Virtuoso Dump RDFView Graph Scripts

The RDF_QM_TREE_DUMP procedure and its associated procedures below are used for dumping one or more RDFView Graphs in a Virtuoso server to a set of turtle ttl dataset files in the specified dump directory. The dump generation is made as fast as possible by grouping mappings by underlying tables so many properties from neighbor database columns can be extracted in one table scan.
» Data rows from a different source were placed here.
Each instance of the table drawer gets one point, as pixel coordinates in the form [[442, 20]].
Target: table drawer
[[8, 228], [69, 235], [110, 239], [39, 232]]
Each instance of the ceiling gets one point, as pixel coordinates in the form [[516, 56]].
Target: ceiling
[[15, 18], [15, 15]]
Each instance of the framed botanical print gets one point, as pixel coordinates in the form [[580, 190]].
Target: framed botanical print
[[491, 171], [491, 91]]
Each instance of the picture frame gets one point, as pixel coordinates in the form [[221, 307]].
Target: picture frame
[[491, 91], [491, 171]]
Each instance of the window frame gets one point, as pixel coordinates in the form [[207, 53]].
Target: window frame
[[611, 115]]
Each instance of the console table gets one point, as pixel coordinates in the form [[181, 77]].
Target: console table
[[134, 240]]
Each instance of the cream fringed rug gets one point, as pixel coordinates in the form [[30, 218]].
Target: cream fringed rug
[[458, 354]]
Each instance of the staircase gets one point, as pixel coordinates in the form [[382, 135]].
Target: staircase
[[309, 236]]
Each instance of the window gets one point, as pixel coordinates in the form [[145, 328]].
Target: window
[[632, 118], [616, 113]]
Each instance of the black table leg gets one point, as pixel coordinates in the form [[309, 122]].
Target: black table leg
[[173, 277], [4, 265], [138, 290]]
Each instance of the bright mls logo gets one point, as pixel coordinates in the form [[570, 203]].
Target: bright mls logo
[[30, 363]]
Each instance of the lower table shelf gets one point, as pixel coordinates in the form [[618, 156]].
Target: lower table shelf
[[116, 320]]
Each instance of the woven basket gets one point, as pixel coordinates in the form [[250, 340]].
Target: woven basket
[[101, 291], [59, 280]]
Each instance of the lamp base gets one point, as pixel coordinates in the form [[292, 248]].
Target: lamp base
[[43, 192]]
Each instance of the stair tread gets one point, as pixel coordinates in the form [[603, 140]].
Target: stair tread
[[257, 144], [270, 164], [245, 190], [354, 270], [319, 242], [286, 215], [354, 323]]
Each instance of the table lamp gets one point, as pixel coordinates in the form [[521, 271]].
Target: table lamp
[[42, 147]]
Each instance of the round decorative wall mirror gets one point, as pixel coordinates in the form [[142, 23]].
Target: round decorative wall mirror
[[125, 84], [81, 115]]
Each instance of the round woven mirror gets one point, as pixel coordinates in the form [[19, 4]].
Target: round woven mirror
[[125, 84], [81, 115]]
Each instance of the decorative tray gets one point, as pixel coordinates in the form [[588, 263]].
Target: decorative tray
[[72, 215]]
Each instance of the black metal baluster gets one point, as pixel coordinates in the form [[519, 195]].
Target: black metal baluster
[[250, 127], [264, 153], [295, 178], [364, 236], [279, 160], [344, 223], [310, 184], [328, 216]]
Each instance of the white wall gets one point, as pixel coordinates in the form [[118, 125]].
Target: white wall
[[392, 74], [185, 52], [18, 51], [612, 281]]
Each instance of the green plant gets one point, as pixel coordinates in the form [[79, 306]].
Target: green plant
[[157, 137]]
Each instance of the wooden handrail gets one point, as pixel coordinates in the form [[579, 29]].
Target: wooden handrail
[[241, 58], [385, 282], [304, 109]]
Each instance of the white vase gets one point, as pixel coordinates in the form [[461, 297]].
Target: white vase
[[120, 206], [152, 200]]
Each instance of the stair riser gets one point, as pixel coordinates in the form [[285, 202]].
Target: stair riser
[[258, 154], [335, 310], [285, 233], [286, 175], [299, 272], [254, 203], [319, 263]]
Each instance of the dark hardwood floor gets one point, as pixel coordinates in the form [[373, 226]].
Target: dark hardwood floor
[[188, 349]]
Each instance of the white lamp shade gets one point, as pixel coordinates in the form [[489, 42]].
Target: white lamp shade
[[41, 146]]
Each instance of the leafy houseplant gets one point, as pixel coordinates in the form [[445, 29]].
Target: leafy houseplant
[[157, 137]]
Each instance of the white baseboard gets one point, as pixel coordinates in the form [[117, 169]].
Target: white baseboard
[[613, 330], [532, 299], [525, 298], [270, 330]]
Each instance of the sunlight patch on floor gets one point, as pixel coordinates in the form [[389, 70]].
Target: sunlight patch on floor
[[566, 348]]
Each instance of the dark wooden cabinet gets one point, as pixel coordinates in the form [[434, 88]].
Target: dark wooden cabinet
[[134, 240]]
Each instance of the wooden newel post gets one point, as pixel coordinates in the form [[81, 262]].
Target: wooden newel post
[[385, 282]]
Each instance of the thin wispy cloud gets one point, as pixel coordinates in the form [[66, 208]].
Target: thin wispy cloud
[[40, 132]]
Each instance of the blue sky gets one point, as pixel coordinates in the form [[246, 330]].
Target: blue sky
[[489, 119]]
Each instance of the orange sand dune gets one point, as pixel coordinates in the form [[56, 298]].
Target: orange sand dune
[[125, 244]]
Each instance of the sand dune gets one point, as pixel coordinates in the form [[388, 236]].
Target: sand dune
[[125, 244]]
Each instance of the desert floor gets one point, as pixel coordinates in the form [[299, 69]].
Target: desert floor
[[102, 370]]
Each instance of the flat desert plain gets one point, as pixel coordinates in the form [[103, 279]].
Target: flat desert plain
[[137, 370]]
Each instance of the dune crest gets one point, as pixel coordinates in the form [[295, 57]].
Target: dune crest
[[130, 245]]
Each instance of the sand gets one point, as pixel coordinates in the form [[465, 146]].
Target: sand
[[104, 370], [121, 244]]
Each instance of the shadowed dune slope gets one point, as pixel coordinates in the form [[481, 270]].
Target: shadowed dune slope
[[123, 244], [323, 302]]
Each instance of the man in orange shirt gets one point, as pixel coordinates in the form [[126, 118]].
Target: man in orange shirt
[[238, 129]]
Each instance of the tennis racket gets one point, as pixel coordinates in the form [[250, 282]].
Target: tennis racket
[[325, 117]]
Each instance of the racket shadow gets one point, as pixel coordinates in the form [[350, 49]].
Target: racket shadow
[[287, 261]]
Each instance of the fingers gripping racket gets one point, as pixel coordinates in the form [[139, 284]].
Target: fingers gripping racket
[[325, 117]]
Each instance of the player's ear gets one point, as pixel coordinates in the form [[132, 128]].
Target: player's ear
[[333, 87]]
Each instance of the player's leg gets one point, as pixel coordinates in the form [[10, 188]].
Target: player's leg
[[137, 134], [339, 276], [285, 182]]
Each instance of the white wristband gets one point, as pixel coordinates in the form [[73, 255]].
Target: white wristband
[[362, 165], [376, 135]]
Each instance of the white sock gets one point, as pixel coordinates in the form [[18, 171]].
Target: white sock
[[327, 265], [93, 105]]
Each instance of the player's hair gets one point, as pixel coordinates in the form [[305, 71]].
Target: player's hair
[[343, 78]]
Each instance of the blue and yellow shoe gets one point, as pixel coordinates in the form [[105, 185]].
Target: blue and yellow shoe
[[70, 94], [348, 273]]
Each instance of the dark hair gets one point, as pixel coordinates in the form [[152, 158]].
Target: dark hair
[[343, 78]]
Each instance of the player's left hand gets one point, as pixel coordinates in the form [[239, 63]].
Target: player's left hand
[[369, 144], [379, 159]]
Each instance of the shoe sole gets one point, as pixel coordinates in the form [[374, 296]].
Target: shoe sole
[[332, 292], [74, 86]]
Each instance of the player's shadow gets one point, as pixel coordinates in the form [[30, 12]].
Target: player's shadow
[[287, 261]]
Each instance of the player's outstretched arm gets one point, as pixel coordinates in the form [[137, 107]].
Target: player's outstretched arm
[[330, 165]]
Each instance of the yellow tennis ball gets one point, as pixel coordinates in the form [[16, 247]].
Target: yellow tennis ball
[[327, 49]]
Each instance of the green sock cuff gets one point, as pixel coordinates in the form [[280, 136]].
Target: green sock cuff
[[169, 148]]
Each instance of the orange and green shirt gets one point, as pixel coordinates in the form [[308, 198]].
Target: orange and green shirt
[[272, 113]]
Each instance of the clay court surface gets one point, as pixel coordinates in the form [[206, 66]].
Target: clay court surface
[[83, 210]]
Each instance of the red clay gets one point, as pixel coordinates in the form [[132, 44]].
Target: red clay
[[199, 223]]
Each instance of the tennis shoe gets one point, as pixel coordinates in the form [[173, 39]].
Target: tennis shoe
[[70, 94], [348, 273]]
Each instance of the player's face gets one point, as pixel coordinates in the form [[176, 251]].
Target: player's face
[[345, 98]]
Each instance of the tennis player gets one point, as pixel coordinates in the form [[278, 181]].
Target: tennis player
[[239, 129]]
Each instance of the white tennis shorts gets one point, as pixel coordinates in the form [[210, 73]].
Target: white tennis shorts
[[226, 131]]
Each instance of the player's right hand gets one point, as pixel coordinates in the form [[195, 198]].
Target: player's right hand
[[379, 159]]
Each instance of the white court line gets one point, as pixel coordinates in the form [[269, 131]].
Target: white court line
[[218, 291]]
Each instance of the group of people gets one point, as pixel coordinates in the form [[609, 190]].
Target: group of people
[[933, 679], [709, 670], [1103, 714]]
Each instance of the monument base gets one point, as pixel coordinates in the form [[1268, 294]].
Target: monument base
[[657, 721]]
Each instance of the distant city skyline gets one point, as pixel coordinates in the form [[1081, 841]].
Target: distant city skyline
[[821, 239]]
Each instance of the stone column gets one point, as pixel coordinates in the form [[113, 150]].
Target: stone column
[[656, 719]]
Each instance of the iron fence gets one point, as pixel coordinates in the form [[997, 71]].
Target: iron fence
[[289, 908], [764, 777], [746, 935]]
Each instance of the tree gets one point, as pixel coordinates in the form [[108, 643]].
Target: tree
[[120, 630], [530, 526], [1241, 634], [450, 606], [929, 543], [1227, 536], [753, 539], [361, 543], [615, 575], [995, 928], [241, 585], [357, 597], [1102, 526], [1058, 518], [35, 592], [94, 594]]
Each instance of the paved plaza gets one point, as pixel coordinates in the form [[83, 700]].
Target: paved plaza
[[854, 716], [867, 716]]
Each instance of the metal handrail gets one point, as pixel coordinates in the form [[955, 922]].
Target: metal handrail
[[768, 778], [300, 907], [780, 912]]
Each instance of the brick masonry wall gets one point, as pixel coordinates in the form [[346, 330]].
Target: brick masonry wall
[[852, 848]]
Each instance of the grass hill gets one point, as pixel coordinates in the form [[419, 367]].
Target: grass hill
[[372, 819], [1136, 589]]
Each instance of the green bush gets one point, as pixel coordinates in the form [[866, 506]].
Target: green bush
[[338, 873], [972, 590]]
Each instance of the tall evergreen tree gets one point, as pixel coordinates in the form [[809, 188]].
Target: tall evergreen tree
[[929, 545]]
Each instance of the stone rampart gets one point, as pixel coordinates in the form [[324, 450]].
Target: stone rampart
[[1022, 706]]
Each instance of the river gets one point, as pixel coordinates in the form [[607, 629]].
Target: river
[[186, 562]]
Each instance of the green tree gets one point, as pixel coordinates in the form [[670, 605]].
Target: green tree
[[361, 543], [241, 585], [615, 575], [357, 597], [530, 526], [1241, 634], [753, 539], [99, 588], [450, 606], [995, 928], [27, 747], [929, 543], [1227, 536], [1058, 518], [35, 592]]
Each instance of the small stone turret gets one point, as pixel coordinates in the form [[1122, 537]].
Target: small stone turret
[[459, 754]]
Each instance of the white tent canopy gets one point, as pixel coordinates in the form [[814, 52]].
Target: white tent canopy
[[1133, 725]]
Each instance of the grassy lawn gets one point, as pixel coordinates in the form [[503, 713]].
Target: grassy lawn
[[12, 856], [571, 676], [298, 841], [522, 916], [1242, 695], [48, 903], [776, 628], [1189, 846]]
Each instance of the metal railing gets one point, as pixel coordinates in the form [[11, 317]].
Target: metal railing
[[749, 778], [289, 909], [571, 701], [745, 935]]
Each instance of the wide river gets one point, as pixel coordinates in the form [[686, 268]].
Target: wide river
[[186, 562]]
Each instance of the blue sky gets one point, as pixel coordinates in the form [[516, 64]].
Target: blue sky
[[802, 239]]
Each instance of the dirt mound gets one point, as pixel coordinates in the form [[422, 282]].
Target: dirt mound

The size of the generated files is limited to 5MB. The dump process creates internal stored procedures; their texts are saved in file .dump_procedures.sql in the directory of dump files for debugging purposes.

Note that the dump directory must be included in the DirsAllowed parameter of the Virtuoso configuration file (e.g., virtuoso.ini), or the server will not be allowed to create nor access the dataset file(s).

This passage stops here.